Chez les araignées et les mantes religieuses, le "sacrifice" du mâle permettrait d'immobiliser l'attention de la femelle un certain temps pour que le sperme puisse continuer sa progression et que le mâle s'assure de la transmission de ces gènes. Chez tous les semelpares, cela permettrait aussi d'avoir une plus grande disponibilité des ressources alimentaires pour les femelles et les petits. Chez les saumons de l'Atlantique une fois la descendance assurée, les cellules des deux parents se suicident, il y a un processus d'apoptose. C'est une mort cellulaire programmée qui servira à nourrir les petits saumons.
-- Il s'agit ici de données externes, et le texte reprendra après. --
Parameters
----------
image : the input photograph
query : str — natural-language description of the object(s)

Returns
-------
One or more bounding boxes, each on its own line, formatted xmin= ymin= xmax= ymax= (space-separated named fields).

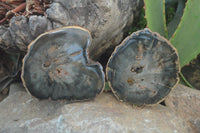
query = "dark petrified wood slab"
xmin=107 ymin=29 xmax=180 ymax=105
xmin=21 ymin=27 xmax=104 ymax=101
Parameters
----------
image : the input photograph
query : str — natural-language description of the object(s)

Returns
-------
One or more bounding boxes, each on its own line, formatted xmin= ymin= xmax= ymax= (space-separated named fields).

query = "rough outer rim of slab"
xmin=21 ymin=26 xmax=105 ymax=102
xmin=106 ymin=28 xmax=180 ymax=106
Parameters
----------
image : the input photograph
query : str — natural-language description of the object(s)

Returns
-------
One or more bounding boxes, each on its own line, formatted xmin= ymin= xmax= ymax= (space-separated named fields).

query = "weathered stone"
xmin=0 ymin=82 xmax=192 ymax=133
xmin=0 ymin=0 xmax=143 ymax=59
xmin=165 ymin=85 xmax=200 ymax=133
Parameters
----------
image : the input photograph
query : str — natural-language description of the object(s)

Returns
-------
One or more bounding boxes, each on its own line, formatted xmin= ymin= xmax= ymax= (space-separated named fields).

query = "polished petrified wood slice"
xmin=106 ymin=29 xmax=180 ymax=105
xmin=21 ymin=26 xmax=104 ymax=101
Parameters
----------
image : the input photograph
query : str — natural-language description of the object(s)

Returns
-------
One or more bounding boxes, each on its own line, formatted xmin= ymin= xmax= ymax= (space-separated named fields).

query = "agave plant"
xmin=144 ymin=0 xmax=200 ymax=87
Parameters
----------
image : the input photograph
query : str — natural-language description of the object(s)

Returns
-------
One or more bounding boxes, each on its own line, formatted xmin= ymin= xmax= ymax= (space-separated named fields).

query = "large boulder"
xmin=165 ymin=85 xmax=200 ymax=133
xmin=0 ymin=0 xmax=143 ymax=59
xmin=0 ymin=84 xmax=192 ymax=133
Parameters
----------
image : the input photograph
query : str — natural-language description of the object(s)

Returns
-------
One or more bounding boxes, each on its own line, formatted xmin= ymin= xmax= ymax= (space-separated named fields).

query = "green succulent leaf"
xmin=170 ymin=0 xmax=200 ymax=67
xmin=167 ymin=0 xmax=185 ymax=38
xmin=144 ymin=0 xmax=168 ymax=38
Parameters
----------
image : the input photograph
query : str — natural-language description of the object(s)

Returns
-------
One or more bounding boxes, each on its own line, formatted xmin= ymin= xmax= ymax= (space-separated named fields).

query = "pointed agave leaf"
xmin=167 ymin=0 xmax=185 ymax=38
xmin=144 ymin=0 xmax=168 ymax=38
xmin=170 ymin=0 xmax=200 ymax=67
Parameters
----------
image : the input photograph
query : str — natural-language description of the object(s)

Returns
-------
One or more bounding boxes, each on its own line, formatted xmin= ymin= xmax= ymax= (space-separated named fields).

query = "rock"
xmin=0 ymin=82 xmax=192 ymax=133
xmin=0 ymin=0 xmax=143 ymax=59
xmin=165 ymin=85 xmax=200 ymax=133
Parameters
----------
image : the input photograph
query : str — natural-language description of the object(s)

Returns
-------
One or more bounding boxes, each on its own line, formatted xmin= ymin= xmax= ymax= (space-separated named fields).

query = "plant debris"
xmin=0 ymin=0 xmax=52 ymax=24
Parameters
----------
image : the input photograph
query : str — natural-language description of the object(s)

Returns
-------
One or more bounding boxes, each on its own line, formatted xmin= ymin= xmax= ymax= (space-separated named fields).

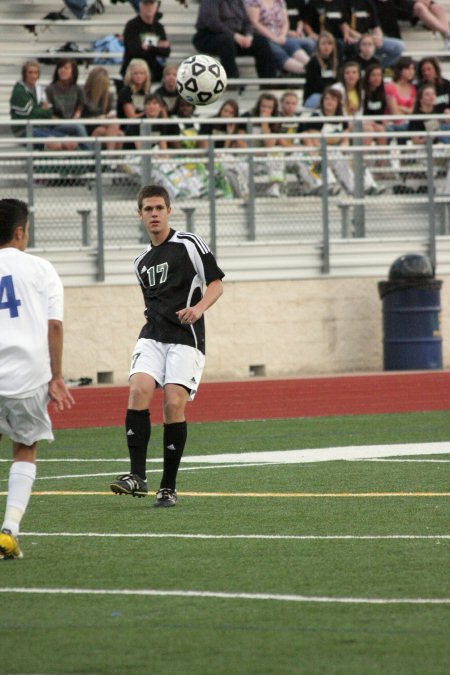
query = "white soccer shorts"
xmin=0 ymin=384 xmax=54 ymax=445
xmin=129 ymin=338 xmax=205 ymax=401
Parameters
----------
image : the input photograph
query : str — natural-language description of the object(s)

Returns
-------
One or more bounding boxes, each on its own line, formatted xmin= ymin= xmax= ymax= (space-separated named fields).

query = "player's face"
xmin=139 ymin=197 xmax=171 ymax=245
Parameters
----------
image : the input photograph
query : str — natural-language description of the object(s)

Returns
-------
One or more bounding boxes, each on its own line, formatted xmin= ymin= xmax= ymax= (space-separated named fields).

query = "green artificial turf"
xmin=0 ymin=412 xmax=450 ymax=675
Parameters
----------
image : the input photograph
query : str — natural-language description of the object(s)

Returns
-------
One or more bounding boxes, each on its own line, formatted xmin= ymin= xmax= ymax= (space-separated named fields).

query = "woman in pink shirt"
xmin=384 ymin=56 xmax=417 ymax=131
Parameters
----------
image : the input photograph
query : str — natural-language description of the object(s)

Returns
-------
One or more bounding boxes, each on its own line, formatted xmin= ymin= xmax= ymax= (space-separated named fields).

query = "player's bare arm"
xmin=177 ymin=279 xmax=223 ymax=323
xmin=48 ymin=320 xmax=75 ymax=410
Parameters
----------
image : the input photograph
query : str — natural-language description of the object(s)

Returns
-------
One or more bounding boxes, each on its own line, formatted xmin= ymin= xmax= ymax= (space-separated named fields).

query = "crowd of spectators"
xmin=6 ymin=0 xmax=450 ymax=197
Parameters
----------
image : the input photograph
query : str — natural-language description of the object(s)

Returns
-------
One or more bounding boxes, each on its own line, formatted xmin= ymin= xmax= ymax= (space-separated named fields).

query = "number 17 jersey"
xmin=134 ymin=229 xmax=225 ymax=354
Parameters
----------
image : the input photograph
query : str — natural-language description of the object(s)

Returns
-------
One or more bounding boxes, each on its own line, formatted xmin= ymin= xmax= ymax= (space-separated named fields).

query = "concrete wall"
xmin=64 ymin=277 xmax=450 ymax=384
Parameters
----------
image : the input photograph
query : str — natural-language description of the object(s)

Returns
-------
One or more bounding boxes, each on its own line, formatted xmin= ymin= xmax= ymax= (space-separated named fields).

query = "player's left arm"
xmin=177 ymin=279 xmax=223 ymax=323
xmin=48 ymin=319 xmax=75 ymax=410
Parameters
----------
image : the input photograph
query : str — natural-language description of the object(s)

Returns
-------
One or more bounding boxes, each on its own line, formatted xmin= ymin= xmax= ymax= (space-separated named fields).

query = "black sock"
xmin=125 ymin=408 xmax=151 ymax=480
xmin=160 ymin=422 xmax=187 ymax=490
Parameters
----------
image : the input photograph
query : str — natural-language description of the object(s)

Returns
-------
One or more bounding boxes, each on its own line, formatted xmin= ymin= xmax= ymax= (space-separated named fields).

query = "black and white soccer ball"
xmin=177 ymin=54 xmax=227 ymax=105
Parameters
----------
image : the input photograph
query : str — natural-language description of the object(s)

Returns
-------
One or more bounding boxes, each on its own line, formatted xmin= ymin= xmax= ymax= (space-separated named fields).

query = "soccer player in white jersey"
xmin=110 ymin=185 xmax=224 ymax=507
xmin=0 ymin=199 xmax=74 ymax=560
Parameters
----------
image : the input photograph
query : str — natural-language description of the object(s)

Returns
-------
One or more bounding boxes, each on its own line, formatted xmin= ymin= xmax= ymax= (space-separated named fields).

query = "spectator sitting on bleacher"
xmin=243 ymin=92 xmax=284 ymax=198
xmin=305 ymin=87 xmax=383 ymax=195
xmin=63 ymin=0 xmax=105 ymax=20
xmin=417 ymin=56 xmax=450 ymax=113
xmin=332 ymin=61 xmax=380 ymax=145
xmin=374 ymin=0 xmax=402 ymax=40
xmin=120 ymin=0 xmax=170 ymax=82
xmin=244 ymin=0 xmax=309 ymax=75
xmin=385 ymin=56 xmax=416 ymax=131
xmin=155 ymin=63 xmax=178 ymax=114
xmin=362 ymin=63 xmax=387 ymax=146
xmin=346 ymin=0 xmax=405 ymax=68
xmin=332 ymin=61 xmax=362 ymax=115
xmin=45 ymin=58 xmax=90 ymax=150
xmin=117 ymin=59 xmax=152 ymax=149
xmin=9 ymin=61 xmax=77 ymax=150
xmin=200 ymin=98 xmax=248 ymax=200
xmin=305 ymin=0 xmax=347 ymax=61
xmin=286 ymin=0 xmax=317 ymax=56
xmin=352 ymin=33 xmax=380 ymax=77
xmin=408 ymin=84 xmax=450 ymax=145
xmin=136 ymin=93 xmax=169 ymax=150
xmin=192 ymin=0 xmax=277 ymax=78
xmin=396 ymin=0 xmax=450 ymax=49
xmin=303 ymin=31 xmax=339 ymax=108
xmin=375 ymin=0 xmax=450 ymax=49
xmin=279 ymin=90 xmax=340 ymax=195
xmin=81 ymin=66 xmax=123 ymax=150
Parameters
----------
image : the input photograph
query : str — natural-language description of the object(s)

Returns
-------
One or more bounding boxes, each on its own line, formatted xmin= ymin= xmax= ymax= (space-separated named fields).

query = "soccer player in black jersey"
xmin=110 ymin=185 xmax=224 ymax=506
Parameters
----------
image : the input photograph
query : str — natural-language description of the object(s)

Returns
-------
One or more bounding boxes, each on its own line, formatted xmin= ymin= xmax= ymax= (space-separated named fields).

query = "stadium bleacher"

Pour les semelpares, la fonction de reproduction est plus importante que le fait de rester en vie. Ce n'est pas un choix conscient mais seulement un constat biologique. Et à l'échelle de l'évolution, si on cumule les raisons évoquées et qu'on observe si c'est une stratégie efficace, on se rend compte que les semelpares ont plus de plus de descendances que les itéropares. Autrement dit, le sacrifice a bien une valeur reproductive.